You don't need to be a developer. If you can open a terminal and paste commands, you can run BY.

1. Install prerequisites

Tool	Install	Check
Node.js 18+	nodejs.org	node --version
Python 3.11+	python.org	python3 --version
uv	curl -LsSf https://astral.sh/uv/install.sh | sh	uv --version
Claude Code	npm install -g @anthropic-ai/claude-code	claude --version

2. Create your project

mkdir my-campaign && cd my-campaign
npx blatant-why init

This scaffolds everything: 11 MCP servers, 21 agents, 19 skills, 13 slash commands, and a CLAUDE.md orchestration file. Takes about 30 seconds.

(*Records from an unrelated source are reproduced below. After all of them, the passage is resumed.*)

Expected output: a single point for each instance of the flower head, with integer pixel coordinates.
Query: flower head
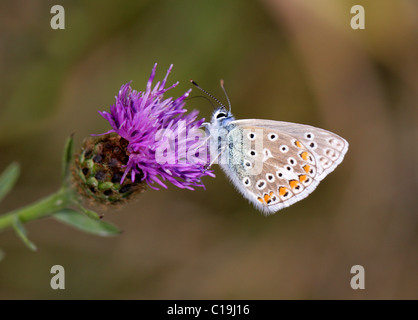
(160, 136)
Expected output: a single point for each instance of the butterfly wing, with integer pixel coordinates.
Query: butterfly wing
(291, 160)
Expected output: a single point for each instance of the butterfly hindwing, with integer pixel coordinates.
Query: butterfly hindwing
(275, 164)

3. (Optional) Configure compute

BY defaults to local GPU if one is available. Otherwise the first-run questionnaire will help you pick between local, HPC (RunPod / Modal / SLURM), or Tamarind cloud. See Compute Options below.

cp .env.example .env
# Add keys for whichever compute provider you'll use

4. Start designing

claude

Then just tell it what you want:

> "Design VHH nanobodies against PD-L1"

Or use the guided workflow:

> /by:plan-campaign

Or if it's your first time:

> /by:welcome

That's it. Claude Code handles the rest -- research, design, screening, and ranking.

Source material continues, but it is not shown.